TDP-43 is known to bind (UG)n repeat sequences in the cystic fibrosis transmembrane conductance receptor (CTFR) gene resulting in skipping of exon 9 through alternative RNA splicing as part of the regulation of gene function. CTFR is expressed in human lower motor neurones (LMN). UG(n) sequences are also present in other genes expressed in spinal cord including those for the human cardiac Na+/Ca++ exchanger 1 (NCX1) and molecules potentially implicated in MND: AMPA glutamate receptor subunit GluR2; brain derived neurotrophic factor.

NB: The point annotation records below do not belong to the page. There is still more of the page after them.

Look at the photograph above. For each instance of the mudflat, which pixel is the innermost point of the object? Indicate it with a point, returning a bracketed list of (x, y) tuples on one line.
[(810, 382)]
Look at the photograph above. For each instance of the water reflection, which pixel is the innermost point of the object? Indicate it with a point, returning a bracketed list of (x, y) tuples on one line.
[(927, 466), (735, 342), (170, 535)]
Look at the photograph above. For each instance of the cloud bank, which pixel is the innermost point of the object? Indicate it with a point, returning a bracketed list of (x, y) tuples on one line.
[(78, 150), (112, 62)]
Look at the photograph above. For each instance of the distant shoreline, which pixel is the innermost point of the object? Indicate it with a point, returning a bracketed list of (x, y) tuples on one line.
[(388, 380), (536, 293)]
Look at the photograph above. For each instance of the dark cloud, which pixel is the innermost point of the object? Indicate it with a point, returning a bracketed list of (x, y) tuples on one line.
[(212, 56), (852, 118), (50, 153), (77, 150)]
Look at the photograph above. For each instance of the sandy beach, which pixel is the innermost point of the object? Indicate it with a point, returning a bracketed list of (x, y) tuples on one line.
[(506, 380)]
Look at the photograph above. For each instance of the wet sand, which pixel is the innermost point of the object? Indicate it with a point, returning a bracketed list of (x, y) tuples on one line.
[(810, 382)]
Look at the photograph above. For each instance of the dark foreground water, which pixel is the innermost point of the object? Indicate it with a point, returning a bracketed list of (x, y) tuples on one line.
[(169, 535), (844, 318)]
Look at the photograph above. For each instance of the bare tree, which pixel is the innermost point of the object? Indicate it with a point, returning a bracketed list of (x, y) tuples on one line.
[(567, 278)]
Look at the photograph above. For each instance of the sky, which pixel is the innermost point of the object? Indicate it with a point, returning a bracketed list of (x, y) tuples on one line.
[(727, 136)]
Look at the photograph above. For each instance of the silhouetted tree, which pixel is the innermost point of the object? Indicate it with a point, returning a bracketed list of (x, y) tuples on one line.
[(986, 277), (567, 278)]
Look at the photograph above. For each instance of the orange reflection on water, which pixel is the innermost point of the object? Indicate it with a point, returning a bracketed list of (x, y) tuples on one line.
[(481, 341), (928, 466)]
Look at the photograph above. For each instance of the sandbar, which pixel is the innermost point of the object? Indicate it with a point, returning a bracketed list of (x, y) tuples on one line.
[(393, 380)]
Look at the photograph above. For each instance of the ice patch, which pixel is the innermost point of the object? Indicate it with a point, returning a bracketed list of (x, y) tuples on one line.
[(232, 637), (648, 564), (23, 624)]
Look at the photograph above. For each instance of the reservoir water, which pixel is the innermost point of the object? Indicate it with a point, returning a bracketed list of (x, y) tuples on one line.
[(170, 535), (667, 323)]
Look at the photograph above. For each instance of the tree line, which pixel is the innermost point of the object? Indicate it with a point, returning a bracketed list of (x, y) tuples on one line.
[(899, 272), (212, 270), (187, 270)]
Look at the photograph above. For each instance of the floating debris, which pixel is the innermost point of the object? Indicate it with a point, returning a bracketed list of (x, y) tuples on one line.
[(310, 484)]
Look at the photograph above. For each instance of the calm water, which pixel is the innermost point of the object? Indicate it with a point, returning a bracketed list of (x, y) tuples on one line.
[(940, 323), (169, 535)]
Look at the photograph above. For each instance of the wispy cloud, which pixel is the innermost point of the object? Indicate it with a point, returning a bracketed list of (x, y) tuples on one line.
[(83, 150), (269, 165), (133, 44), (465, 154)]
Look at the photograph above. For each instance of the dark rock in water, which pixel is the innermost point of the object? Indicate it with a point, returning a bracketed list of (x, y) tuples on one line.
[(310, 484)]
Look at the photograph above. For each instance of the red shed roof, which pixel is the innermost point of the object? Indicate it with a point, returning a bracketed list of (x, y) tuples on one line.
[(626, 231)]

I will use these genes as candidates to explore the hypothesis that reduced nuclear TDP-43 results in altered RNA splicing causing exon skipping. To do this, immunolabelled neurones with and without nuclear TDP-43 expression will be isolated by laser capture microdissection. Two-step linear amplification of RNA followed by quantitative PCR will be used to compare the proportion of spliced and unspliced transcripts. In addition, a TDP-43 knockdown model will be generated in the NSC34 cell line using a lentiviral vector. RNA splicing will be compared with NSC34 cells with normal TDP-43 expression.
Positive findings from this component of the study will determine whether a change in subcellular TDP-43 localisation has demonstrable functional consequences. Whether this has pathogenic significance depends on which genes are affected. Whilst three genes are included with possible implications for MND, a wider survey of aberrant splicing would also be informative. In the second phase I will use Affymetrix GeneChips to investigate gene expression and splicing across the genome using the same comparison of neurones and cell lines with normal and abnormal nuclear TDP-43. This second component will generate additional molecular candidates of potential importance in MND. There is evidence that TDP-43 is less important in SOD1-related familial MND. The host laboratory has autopsy material from SOD1 patients, and transfected cell lines, which will allow me to include this material as an additional comparison group in both phases.
The project will enable me to acquire first hand knowledge of these modern techniques for investigating human nervous system disease with applicability across the neurodegenerative disorders.